One more thing I learned from the Chipotle website: Its menu isn't long, but it's "long on options." I weighed all of those options as I stood in line at the local Chipotle later on. I could order a burrito or a burrito bowl. Or a crispy taco or a soft taco. And I could choose my own rice, beans and meat, and add guacamole, salsa and cheese, or sour cream.
In retrospect, I should have studied the menu more carefully before I left the house. I should have crammed for what turned out to be an elaborate fast-food quiz. Is Chipotle even fast food? Having me choose my own ingredients slows down the process considerably.
I waited until the last possible moment before placing my order. I settled on the first option that came to mind: the burrito bowl. Dinner's answer to the breakfast cereal. I received my burrito bowl, paid for the meal, lifted my tray from the counter, turned around, and -- oh no -- the only seats available were at a communal table. I was not happy. I hadn't gone to Chipotle for a communal experience. On the contrary, I had hoped for the traditional fast-food experience -- sitting alone at a small table, preferably in a corner.

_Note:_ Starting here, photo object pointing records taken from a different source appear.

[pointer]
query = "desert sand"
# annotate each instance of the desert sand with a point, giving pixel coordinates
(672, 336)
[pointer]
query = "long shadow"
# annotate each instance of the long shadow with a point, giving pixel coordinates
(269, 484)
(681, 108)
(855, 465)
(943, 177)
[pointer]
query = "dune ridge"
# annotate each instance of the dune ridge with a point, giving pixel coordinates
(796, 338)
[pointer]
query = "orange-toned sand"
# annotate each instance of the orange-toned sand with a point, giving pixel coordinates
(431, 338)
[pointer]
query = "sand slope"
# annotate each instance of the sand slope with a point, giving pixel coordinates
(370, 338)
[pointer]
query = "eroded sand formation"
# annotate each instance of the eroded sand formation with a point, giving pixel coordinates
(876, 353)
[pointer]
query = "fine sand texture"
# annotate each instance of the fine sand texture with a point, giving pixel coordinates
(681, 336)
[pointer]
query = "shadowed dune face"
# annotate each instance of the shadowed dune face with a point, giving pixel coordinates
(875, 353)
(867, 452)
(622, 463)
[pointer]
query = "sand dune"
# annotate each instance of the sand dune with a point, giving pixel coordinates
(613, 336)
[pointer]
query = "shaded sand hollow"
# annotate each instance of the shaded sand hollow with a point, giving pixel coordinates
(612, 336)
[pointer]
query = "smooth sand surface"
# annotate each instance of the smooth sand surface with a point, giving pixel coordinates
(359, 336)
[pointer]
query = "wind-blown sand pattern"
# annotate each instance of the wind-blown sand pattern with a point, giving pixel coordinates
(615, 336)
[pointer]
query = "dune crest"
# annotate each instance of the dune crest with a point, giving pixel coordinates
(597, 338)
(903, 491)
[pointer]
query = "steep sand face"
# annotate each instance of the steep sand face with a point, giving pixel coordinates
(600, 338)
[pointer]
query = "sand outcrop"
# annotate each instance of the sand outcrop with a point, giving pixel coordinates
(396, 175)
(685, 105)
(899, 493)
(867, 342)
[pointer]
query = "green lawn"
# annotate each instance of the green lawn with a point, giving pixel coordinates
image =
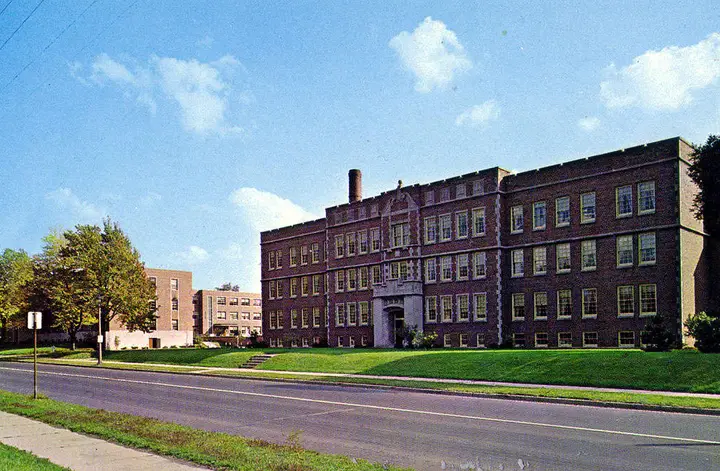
(12, 459)
(217, 450)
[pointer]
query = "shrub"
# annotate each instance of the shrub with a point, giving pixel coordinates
(705, 328)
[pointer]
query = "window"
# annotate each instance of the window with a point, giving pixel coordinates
(377, 275)
(564, 304)
(364, 313)
(590, 339)
(304, 286)
(446, 268)
(363, 278)
(315, 252)
(626, 301)
(362, 242)
(562, 255)
(587, 208)
(480, 306)
(339, 246)
(518, 306)
(623, 201)
(589, 303)
(445, 227)
(646, 248)
(518, 263)
(446, 305)
(539, 216)
(540, 306)
(339, 281)
(624, 251)
(648, 300)
(588, 255)
(626, 339)
(479, 265)
(463, 266)
(516, 220)
(375, 240)
(430, 309)
(646, 198)
(539, 260)
(562, 211)
(565, 339)
(352, 313)
(463, 302)
(350, 244)
(339, 314)
(478, 215)
(430, 271)
(316, 285)
(430, 230)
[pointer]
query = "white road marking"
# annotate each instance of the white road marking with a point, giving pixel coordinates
(385, 408)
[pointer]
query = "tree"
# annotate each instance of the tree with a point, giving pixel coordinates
(705, 328)
(228, 287)
(113, 273)
(15, 274)
(705, 172)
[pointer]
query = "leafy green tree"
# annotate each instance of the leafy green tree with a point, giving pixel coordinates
(113, 273)
(705, 172)
(15, 274)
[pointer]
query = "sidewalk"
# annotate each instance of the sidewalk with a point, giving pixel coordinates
(79, 452)
(254, 372)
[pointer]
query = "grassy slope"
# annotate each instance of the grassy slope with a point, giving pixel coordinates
(18, 460)
(213, 449)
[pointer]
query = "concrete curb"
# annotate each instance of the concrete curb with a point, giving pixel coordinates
(513, 397)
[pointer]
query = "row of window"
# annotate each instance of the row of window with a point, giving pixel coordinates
(275, 257)
(246, 316)
(304, 317)
(647, 300)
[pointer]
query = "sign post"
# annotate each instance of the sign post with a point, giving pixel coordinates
(35, 323)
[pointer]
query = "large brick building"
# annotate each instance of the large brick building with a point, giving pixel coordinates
(578, 254)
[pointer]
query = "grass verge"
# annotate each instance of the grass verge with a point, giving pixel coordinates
(217, 450)
(18, 460)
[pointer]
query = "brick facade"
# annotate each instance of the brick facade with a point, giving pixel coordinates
(576, 254)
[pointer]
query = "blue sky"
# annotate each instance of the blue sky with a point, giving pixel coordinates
(197, 124)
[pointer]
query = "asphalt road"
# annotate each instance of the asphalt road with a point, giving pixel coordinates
(418, 430)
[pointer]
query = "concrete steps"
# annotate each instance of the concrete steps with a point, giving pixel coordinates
(256, 360)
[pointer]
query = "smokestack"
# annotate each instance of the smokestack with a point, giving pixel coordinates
(355, 187)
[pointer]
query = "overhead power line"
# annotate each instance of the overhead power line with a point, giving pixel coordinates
(48, 45)
(21, 24)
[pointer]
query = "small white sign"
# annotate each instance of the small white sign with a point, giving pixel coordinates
(34, 320)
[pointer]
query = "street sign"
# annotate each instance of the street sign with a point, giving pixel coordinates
(34, 320)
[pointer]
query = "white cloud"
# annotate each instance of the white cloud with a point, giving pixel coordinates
(666, 79)
(193, 254)
(201, 90)
(479, 115)
(81, 211)
(433, 53)
(264, 210)
(589, 123)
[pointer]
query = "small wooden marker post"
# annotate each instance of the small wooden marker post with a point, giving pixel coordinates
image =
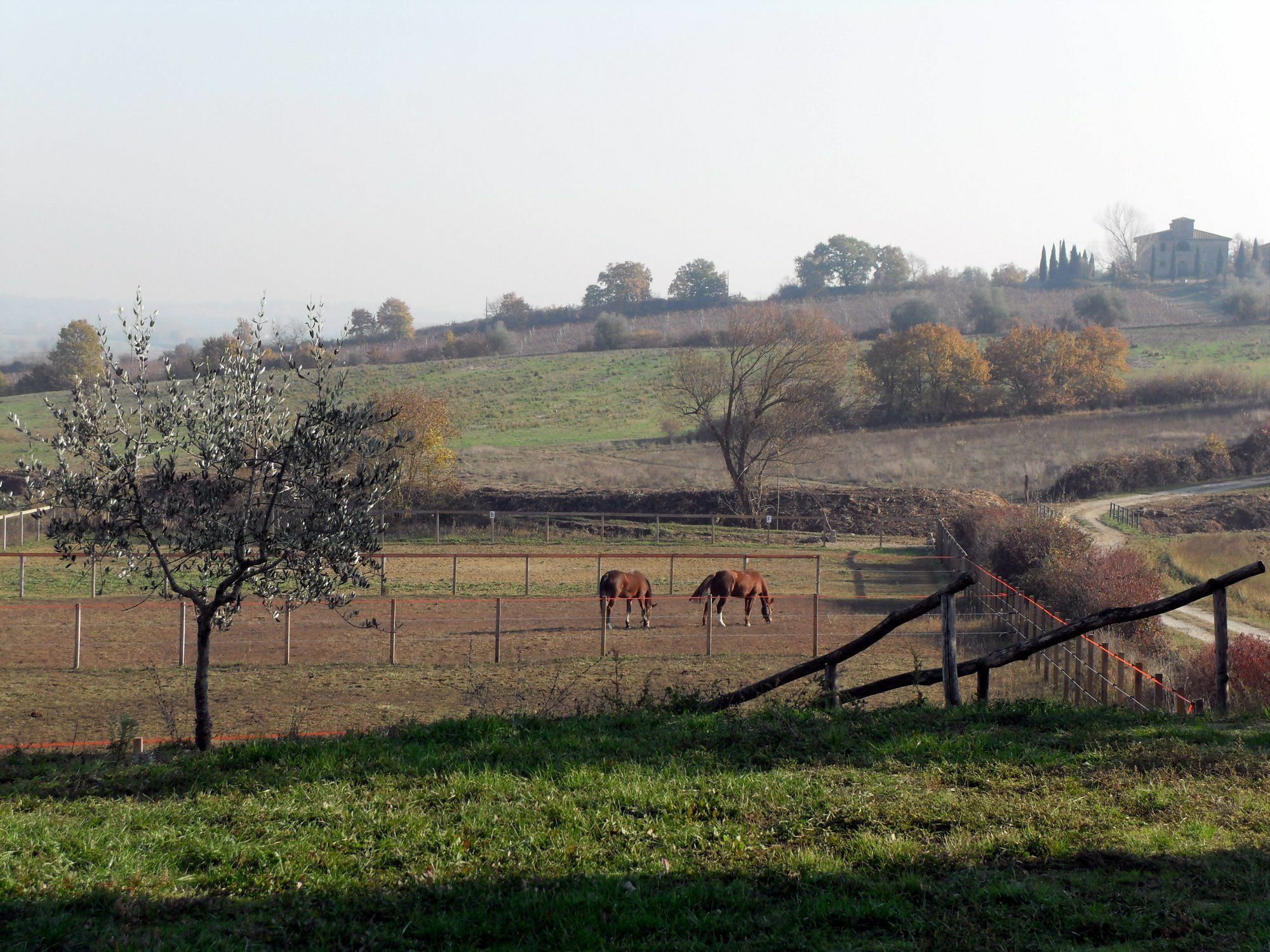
(816, 631)
(1221, 649)
(709, 625)
(948, 644)
(79, 631)
(393, 630)
(1107, 672)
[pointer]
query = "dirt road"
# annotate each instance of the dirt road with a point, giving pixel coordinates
(1193, 621)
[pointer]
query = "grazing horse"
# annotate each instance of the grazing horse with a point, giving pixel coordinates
(632, 587)
(727, 583)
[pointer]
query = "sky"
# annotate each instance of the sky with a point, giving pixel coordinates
(449, 153)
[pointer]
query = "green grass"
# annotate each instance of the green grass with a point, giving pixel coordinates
(1017, 826)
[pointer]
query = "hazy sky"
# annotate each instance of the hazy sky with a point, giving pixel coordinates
(449, 153)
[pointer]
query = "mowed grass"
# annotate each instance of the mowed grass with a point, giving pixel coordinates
(1017, 826)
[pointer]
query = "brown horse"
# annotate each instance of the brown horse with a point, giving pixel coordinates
(632, 587)
(727, 583)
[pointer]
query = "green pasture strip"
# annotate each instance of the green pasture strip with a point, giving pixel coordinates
(1018, 826)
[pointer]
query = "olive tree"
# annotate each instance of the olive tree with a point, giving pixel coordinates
(241, 482)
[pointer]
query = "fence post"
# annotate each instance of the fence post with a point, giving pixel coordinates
(709, 625)
(1221, 649)
(79, 631)
(948, 642)
(1107, 680)
(816, 629)
(393, 630)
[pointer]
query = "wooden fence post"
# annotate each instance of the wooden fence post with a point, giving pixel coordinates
(709, 625)
(816, 629)
(79, 631)
(1107, 672)
(393, 629)
(948, 642)
(1221, 648)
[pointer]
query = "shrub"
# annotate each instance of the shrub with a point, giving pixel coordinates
(912, 312)
(1104, 307)
(613, 332)
(987, 312)
(1247, 304)
(1249, 663)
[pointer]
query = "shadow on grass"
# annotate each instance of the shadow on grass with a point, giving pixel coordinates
(1033, 734)
(1094, 899)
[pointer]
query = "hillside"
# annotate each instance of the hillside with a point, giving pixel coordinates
(1014, 826)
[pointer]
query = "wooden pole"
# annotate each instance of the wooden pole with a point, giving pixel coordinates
(1221, 648)
(1107, 672)
(948, 644)
(393, 629)
(816, 629)
(709, 625)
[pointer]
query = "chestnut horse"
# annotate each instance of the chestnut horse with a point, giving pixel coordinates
(632, 587)
(727, 583)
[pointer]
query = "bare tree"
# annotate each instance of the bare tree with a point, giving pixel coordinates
(1122, 224)
(243, 480)
(774, 385)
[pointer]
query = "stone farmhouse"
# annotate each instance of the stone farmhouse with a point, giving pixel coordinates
(1182, 253)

I suffered a terrible flashback to my first day of middle school, in September of 1991. It was my lunch period, and inside the cafeteria I purchased a meal consisting of a microwaved hamburger and tater tots. I entered the seating area, and suddenly I was surrounded by strangers, with limited seating options at the communal tables. I was too nervous and too unwilling to share my first middle school meal with a bunch of kids I didn't know. I sneaked my burger and tots to the school library and ate them discreetly behind a shelf of John Steinbeck books.
I was overcome by the same emotions as I stood in Chipotle with my burrito bowl, my chips, and my medium-sized Coke. But I was an adult now. I had matured. I walked toward the communal table. I walked toward the empty seats. I walked past the empty seats. I walked out the door. I walked two blocks to a public library. And I ate my burrito bowl and chips behind a shelf of John Steinbeck books.
After I finished my meal, I left my tray on a table and hopped on one of the available computers. I logged on to Yelp and left a review for Chipotle. I gave it three stars. I wrote, "I now know what I'm getting with Chipotle: food with integrity. Long on menu options but short on seating options."